After winning an historic victory four year ago, Prime Minister Justin Trudeau has the highest stakes when the voters vote for the new federal government in October. 2015, was a come from behind victory for him and seeking a second mandate is more like a referendum on him. It may not be an easy ride for him this time and the road to Ottawa could be a bumpier ride for Prime Minister and his Liberal party. Voters are ready to access his performance against the promises he made four years back. He has kept a number of key promises – from legalising recreational cannabis to bringing in a means-tested child benefit programme. At the same time Prime Minister Justin Trudeau has failed to fulfill on some major commitments.  A promise to overhaul of Canada’s electoral system couldn’t take off and to overhaul the procedure of selection of senators just remained limited to discussions.  The pledge to balance the budget this year has been broken.

Also Prime Minister Trudeau has been found to have broken federal ethics and his ratings have gone down since he assumed the office. Prime Minister Trudeau was in centre of controversy by taking a tropical vacation to the island owned by the Aga Khan, the philanthropist and spiritual leader, in 2016. His trip to India caused many heart burns. The family went all out in Indian outfits to win over India on a tour that was classified as “light on formal business.” The tour ended when an alleged Canadian Sikh separatist was invited to official events. Then the Liberal government was hit by the SNC-Lavalin affair.  A  political catastrophe related to attempts to pressure a former attorney general to cut a deal for a firm facing a corruption trial, which tarnished Prime Minister Trudeau’s personal imprint on the minds of Canadians, who supported him all out four years back. He has also faced criticism for buying a C$4.5bn oil pipeline to help ensure its expansion and for not cancelling a controversial arms deal with Saudi Arabia.

And in the latest discomfiture while in Quebec, the residents pushed him to discuss his stance on the province’s controversial secularism law. Trudeau told reporters he opposes the law because he does not believe a free society should be “limiting fundamental rights or allowing discrimination to happen,” but added that, for now at least, a Liberal government would not get involved in a legal challenge to the legislation because it wouldn’t be productive. His stance has been seen as a one which is against the general wish of the Quebeckers, and he may have done more damage to his party chances there than winning over few multicultural votes.

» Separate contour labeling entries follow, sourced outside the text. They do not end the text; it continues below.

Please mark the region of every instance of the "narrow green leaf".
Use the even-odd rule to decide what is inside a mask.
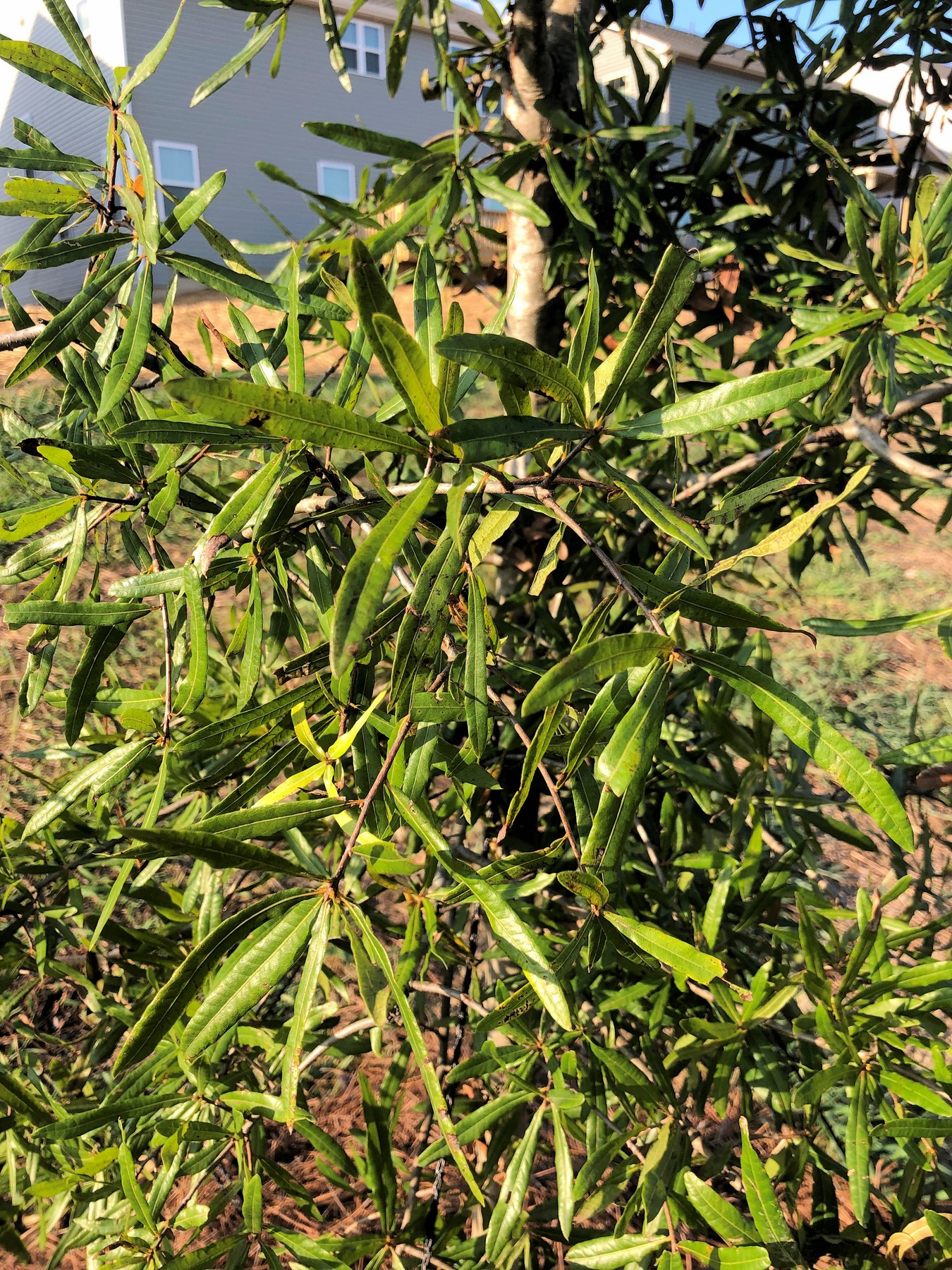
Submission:
[[[471,366],[499,382],[517,384],[531,392],[542,392],[564,401],[578,423],[585,422],[581,384],[575,375],[532,344],[510,335],[449,335],[439,342],[440,357]]]
[[[555,1146],[559,1228],[566,1240],[569,1240],[571,1238],[572,1218],[575,1217],[575,1200],[572,1198],[575,1175],[572,1172],[572,1157],[571,1151],[569,1149],[569,1139],[565,1134],[562,1116],[555,1102],[550,1106],[550,1114],[552,1116],[552,1139]]]
[[[702,1182],[697,1173],[688,1170],[684,1173],[684,1189],[692,1206],[698,1210],[715,1234],[722,1240],[743,1240],[757,1243],[758,1234],[748,1219],[740,1214],[713,1186]]]
[[[699,556],[703,556],[704,560],[711,559],[711,552],[701,531],[691,521],[685,521],[683,516],[679,516],[666,503],[663,503],[646,485],[641,485],[625,472],[619,472],[611,464],[604,462],[597,453],[593,455],[593,458],[608,479],[628,495],[642,516],[646,516],[652,525],[658,526],[661,533],[666,533],[675,542],[683,542],[692,551],[697,551]]]
[[[267,847],[255,847],[241,838],[230,838],[204,829],[124,829],[124,838],[142,842],[145,847],[123,851],[116,859],[160,860],[164,856],[192,856],[204,860],[213,869],[254,869],[267,876],[281,874],[300,878],[303,869],[291,864]]]
[[[202,188],[204,189],[204,187]],[[202,221],[201,227],[204,226],[206,222]],[[256,273],[239,273],[235,269],[228,269],[227,265],[218,264],[216,260],[204,260],[197,255],[184,255],[182,251],[164,250],[161,260],[175,269],[176,273],[190,278],[193,282],[198,282],[203,287],[208,287],[209,291],[218,291],[232,300],[246,300],[251,305],[261,305],[263,309],[278,309],[282,312],[287,310],[287,297],[270,286],[270,283],[259,278]],[[347,319],[344,309],[331,304],[329,300],[321,300],[320,296],[302,296],[300,305],[301,312],[310,314],[312,318],[326,318],[329,321],[344,321]]]
[[[173,243],[178,240],[192,229],[208,210],[208,204],[213,198],[217,198],[225,188],[226,173],[215,171],[208,178],[203,180],[201,185],[195,189],[189,189],[189,192],[171,208],[169,215],[165,217],[162,224],[159,226],[159,245],[162,248],[171,246]]]
[[[269,437],[372,455],[426,452],[419,441],[395,428],[300,392],[239,380],[173,380],[166,387],[194,410],[223,423],[260,428]]]
[[[859,1073],[849,1093],[844,1149],[853,1215],[861,1226],[866,1226],[869,1215],[869,1111],[864,1072]]]
[[[404,326],[387,314],[373,315],[377,345],[383,353],[387,377],[410,411],[410,417],[430,434],[438,433],[446,419],[439,394],[430,377],[426,354]]]
[[[952,1116],[910,1115],[901,1120],[883,1120],[873,1129],[873,1134],[880,1138],[925,1138],[933,1142],[938,1138],[952,1137]]]
[[[559,982],[548,951],[538,935],[523,922],[491,881],[473,872],[468,865],[453,859],[442,833],[421,805],[407,799],[401,790],[391,789],[391,795],[405,823],[420,834],[447,872],[468,886],[489,918],[496,939],[505,947],[506,954],[522,968],[548,1013],[560,1027],[571,1031],[572,1016],[565,989]]]
[[[275,917],[282,909],[297,904],[298,900],[308,895],[312,897],[314,892],[301,886],[277,892],[273,895],[265,895],[264,899],[255,900],[216,926],[175,968],[171,978],[162,984],[140,1015],[116,1058],[113,1066],[116,1074],[121,1074],[154,1052],[162,1036],[185,1012],[220,956],[239,945],[248,935],[263,926],[269,918]],[[308,903],[314,903],[314,900],[311,899]]]
[[[175,38],[175,32],[179,27],[179,18],[182,17],[182,10],[184,8],[185,0],[179,0],[179,8],[175,10],[175,17],[171,19],[171,24],[166,29],[165,34],[154,48],[150,48],[138,66],[135,67],[129,77],[122,85],[119,102],[127,102],[138,85],[145,84],[145,81],[159,70],[165,60],[165,55],[169,52],[173,39]]]
[[[433,1114],[437,1118],[437,1124],[443,1134],[443,1138],[449,1148],[449,1153],[459,1170],[463,1181],[470,1187],[470,1193],[477,1204],[484,1204],[485,1198],[482,1191],[472,1175],[472,1170],[462,1153],[459,1142],[456,1137],[453,1129],[453,1121],[449,1119],[449,1110],[447,1107],[447,1100],[443,1096],[443,1090],[440,1087],[439,1077],[433,1067],[433,1062],[429,1057],[426,1049],[426,1040],[423,1035],[423,1029],[420,1027],[416,1016],[410,1008],[410,1002],[406,999],[404,989],[397,983],[396,975],[393,974],[393,968],[390,964],[390,958],[387,956],[386,949],[380,942],[377,936],[373,933],[371,923],[367,921],[364,914],[359,908],[352,908],[350,916],[353,921],[359,926],[360,933],[363,936],[364,946],[367,947],[371,956],[373,956],[376,964],[383,972],[390,986],[390,991],[393,993],[393,999],[400,1010],[400,1017],[404,1020],[404,1029],[406,1030],[406,1039],[410,1041],[410,1048],[414,1052],[414,1058],[416,1059],[416,1066],[420,1068],[420,1076],[423,1077],[423,1083],[426,1088],[426,1096],[433,1107]]]
[[[458,448],[466,462],[491,464],[500,458],[514,458],[527,450],[556,441],[584,441],[589,436],[592,434],[585,428],[575,423],[500,414],[451,423],[440,438]]]
[[[420,481],[413,494],[395,503],[348,561],[334,606],[330,657],[340,678],[352,664],[381,610],[396,558],[418,526],[437,488],[437,478]]]
[[[656,662],[649,671],[637,697],[598,756],[595,776],[622,798],[650,768],[661,733],[668,702],[669,669]]]
[[[425,243],[416,257],[414,272],[414,334],[426,358],[430,380],[435,384],[439,378],[437,344],[443,338],[443,302],[439,296],[437,262]]]
[[[622,573],[659,613],[663,610],[677,611],[688,621],[704,622],[708,626],[726,626],[731,630],[750,629],[806,634],[796,631],[792,626],[784,626],[782,622],[774,621],[773,617],[755,613],[753,608],[717,596],[712,591],[682,587],[636,565],[622,565]]]
[[[86,791],[94,795],[105,794],[122,784],[127,776],[136,771],[152,747],[151,739],[129,740],[81,767],[27,820],[23,827],[23,838],[30,838],[46,829]]]
[[[90,105],[109,104],[109,91],[104,89],[102,72],[94,77],[69,57],[41,44],[25,39],[0,39],[0,61],[9,62],[14,70],[23,71],[24,75],[48,88],[55,88],[57,93],[75,97],[77,102],[88,102]]]
[[[526,1191],[529,1189],[532,1165],[536,1160],[538,1132],[542,1128],[545,1114],[545,1106],[539,1107],[529,1121],[529,1128],[515,1144],[509,1167],[505,1171],[503,1185],[499,1189],[499,1198],[493,1206],[493,1214],[486,1229],[486,1256],[490,1261],[499,1261],[503,1251],[509,1245],[510,1236],[517,1233],[520,1223],[523,1215],[522,1206],[526,1200]]]
[[[862,751],[847,740],[788,688],[751,667],[739,665],[718,653],[692,653],[696,665],[750,697],[795,745],[800,745],[825,772],[852,794],[904,851],[914,847],[913,828],[902,804],[886,779]]]
[[[736,555],[727,556],[726,560],[718,560],[712,569],[708,569],[707,574],[704,575],[706,579],[716,578],[717,574],[726,573],[729,569],[736,568],[736,565],[740,564],[741,560],[760,559],[763,556],[776,555],[776,552],[778,551],[790,550],[790,547],[792,547],[795,542],[802,538],[803,535],[807,533],[814,527],[814,525],[816,523],[816,521],[820,519],[821,516],[825,516],[839,503],[844,502],[844,499],[849,498],[849,495],[857,489],[857,486],[866,480],[866,478],[869,475],[869,471],[871,471],[869,467],[861,467],[859,471],[853,472],[853,475],[847,481],[844,489],[839,494],[835,494],[833,498],[828,498],[824,503],[817,503],[815,507],[811,507],[807,512],[801,512],[800,516],[795,516],[792,521],[787,522],[787,525],[782,525],[778,530],[774,530],[772,533],[768,533],[765,537],[760,538],[759,542],[755,542],[751,547],[746,547],[744,551],[739,551]]]
[[[244,70],[261,50],[268,44],[268,41],[281,27],[282,19],[278,18],[275,22],[268,23],[267,25],[256,27],[254,34],[248,41],[244,48],[241,48],[234,57],[230,57],[223,66],[220,66],[213,75],[203,80],[195,91],[192,94],[190,105],[199,105],[206,98],[211,97],[212,93],[217,93],[220,88],[223,88],[230,80],[232,80],[239,71]]]
[[[489,695],[486,691],[486,592],[482,579],[470,574],[466,613],[466,730],[476,762],[489,743]]]
[[[914,740],[901,749],[887,749],[876,759],[877,767],[932,767],[933,763],[952,763],[952,733],[932,740]]]
[[[3,43],[0,41],[0,43]],[[6,386],[13,387],[25,380],[33,371],[41,370],[61,353],[67,344],[80,339],[93,319],[98,318],[123,282],[138,268],[138,260],[126,260],[96,273],[74,298],[61,309],[43,328],[33,344],[27,349],[17,366],[6,377]]]
[[[805,617],[803,625],[817,635],[831,635],[835,639],[856,639],[868,635],[891,635],[892,631],[908,631],[915,626],[932,626],[943,617],[952,616],[952,608],[930,608],[922,613],[901,613],[895,617],[844,618]]]
[[[602,1234],[595,1240],[584,1240],[566,1248],[569,1265],[585,1266],[585,1270],[622,1270],[623,1266],[637,1265],[652,1252],[668,1243],[668,1236],[649,1234]]]
[[[128,624],[98,626],[89,636],[76,673],[66,690],[66,720],[63,735],[66,744],[72,745],[83,732],[86,711],[95,700],[107,660],[126,639]]]
[[[132,1152],[129,1151],[127,1142],[123,1142],[119,1146],[119,1182],[122,1185],[122,1193],[132,1205],[132,1210],[140,1223],[152,1234],[157,1234],[159,1232],[155,1224],[155,1218],[152,1217],[152,1210],[142,1194],[142,1187],[138,1185],[138,1180],[136,1177],[136,1165],[132,1160]]]
[[[371,128],[358,128],[353,123],[333,123],[319,119],[305,123],[308,132],[325,141],[334,141],[350,150],[362,150],[368,155],[383,155],[387,159],[426,159],[429,150],[405,137],[392,137]]]
[[[767,1170],[750,1146],[746,1116],[740,1118],[740,1173],[757,1233],[769,1247],[782,1248],[784,1243],[793,1242],[793,1236],[783,1217],[783,1209],[774,1194]]]
[[[534,1092],[527,1092],[524,1090],[517,1090],[513,1093],[501,1093],[498,1099],[493,1099],[491,1102],[486,1102],[481,1107],[476,1107],[468,1115],[465,1115],[462,1120],[457,1120],[453,1126],[456,1130],[457,1140],[462,1147],[466,1147],[471,1142],[476,1142],[482,1134],[491,1129],[496,1121],[501,1120],[503,1116],[514,1111],[518,1106],[524,1102],[531,1102],[536,1097]],[[443,1138],[437,1142],[430,1143],[429,1147],[416,1160],[416,1163],[421,1168],[428,1168],[434,1165],[438,1160],[449,1154],[449,1147],[447,1147]]]
[[[152,331],[152,271],[146,265],[138,279],[129,306],[126,329],[109,362],[109,371],[99,400],[99,418],[104,419],[122,401],[138,378]]]
[[[515,185],[508,185],[499,177],[494,177],[487,171],[480,171],[479,168],[471,168],[470,174],[472,175],[473,185],[484,198],[495,199],[508,212],[523,216],[527,221],[532,221],[533,225],[538,225],[539,229],[546,229],[551,224],[548,212]]]
[[[706,984],[711,983],[712,979],[720,979],[726,973],[726,966],[718,958],[699,952],[691,944],[685,944],[684,940],[679,940],[656,926],[636,922],[621,913],[607,912],[604,916],[636,947],[647,952],[661,965],[670,966],[679,978]]]
[[[284,1123],[288,1129],[294,1128],[297,1111],[297,1085],[301,1077],[301,1050],[307,1034],[307,1020],[317,991],[317,979],[324,966],[324,956],[327,951],[330,939],[330,919],[334,908],[330,903],[324,903],[317,909],[317,917],[311,931],[311,942],[307,947],[307,956],[301,972],[301,979],[294,993],[294,1013],[288,1029],[288,1039],[284,1043],[284,1060],[281,1068],[281,1102],[284,1111]]]
[[[88,1133],[95,1133],[107,1124],[118,1124],[121,1120],[142,1120],[164,1111],[166,1107],[179,1106],[188,1102],[185,1093],[149,1093],[145,1097],[119,1099],[117,1102],[107,1102],[104,1106],[86,1107],[83,1111],[70,1111],[66,1105],[66,1115],[61,1120],[41,1125],[37,1137],[46,1142],[71,1142],[83,1138]]]
[[[665,635],[649,631],[602,636],[546,671],[523,701],[522,712],[536,714],[556,701],[565,701],[576,690],[608,679],[619,671],[650,665],[655,658],[670,653],[673,646]]]
[[[604,362],[595,367],[593,396],[600,419],[608,418],[626,384],[644,373],[661,347],[661,340],[691,295],[698,268],[697,260],[685,255],[680,248],[669,246],[665,250],[631,329]]]
[[[175,697],[175,712],[189,715],[204,700],[208,681],[208,627],[202,601],[202,579],[193,564],[182,570],[182,585],[188,605],[188,677]]]
[[[814,367],[764,371],[682,398],[680,401],[651,410],[640,419],[612,423],[608,431],[616,437],[654,441],[736,427],[749,419],[760,419],[783,410],[793,401],[802,401],[828,378],[828,371]]]
[[[248,1013],[263,996],[272,992],[287,974],[307,942],[324,897],[302,899],[231,961],[182,1036],[182,1050],[194,1059]]]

Prime Minister Justin Trudeau still has an edge over his rivals. Conservative leader Andrew Scheer was once considered as a best shot unseating the prime minister,  but the 40-year-old is still a relative unknown after winning the party’s leadership vote by a whisker in 2017 and still has a lot of ground to cover within his party and Canadians at large. It would be interesting to watch if Conservative leader Andrew Scheer can cut offer unique offerings to Canadians and get ample attention.  This will also be the first federal campaign for the NDP’s Jagmeet Singh, 40, who took the helm of the left-leaning party two years ago. NDP has been struggling to raise funds, a third of his caucus has chosen not to run again, and the party has been slow to announce a full slate of candidates. With 13 would be candidates from New Brunswick defecting to Green Party as they feel that acceptability of NDP leader Jagmeet Singh would not be there.  In Quebec, the separatist Bloc Quebecois also has a new leader, Yves-Francois Blanchet, 54, and Green Party leader Elizabeth May, 65, is running in her fourth general election, with nothing much to offer. Maxime Bernier who left Conservative party to form his own political outfit may not be a great challenger.

Overall Prime Minister Trudeau still appears to be a safest best.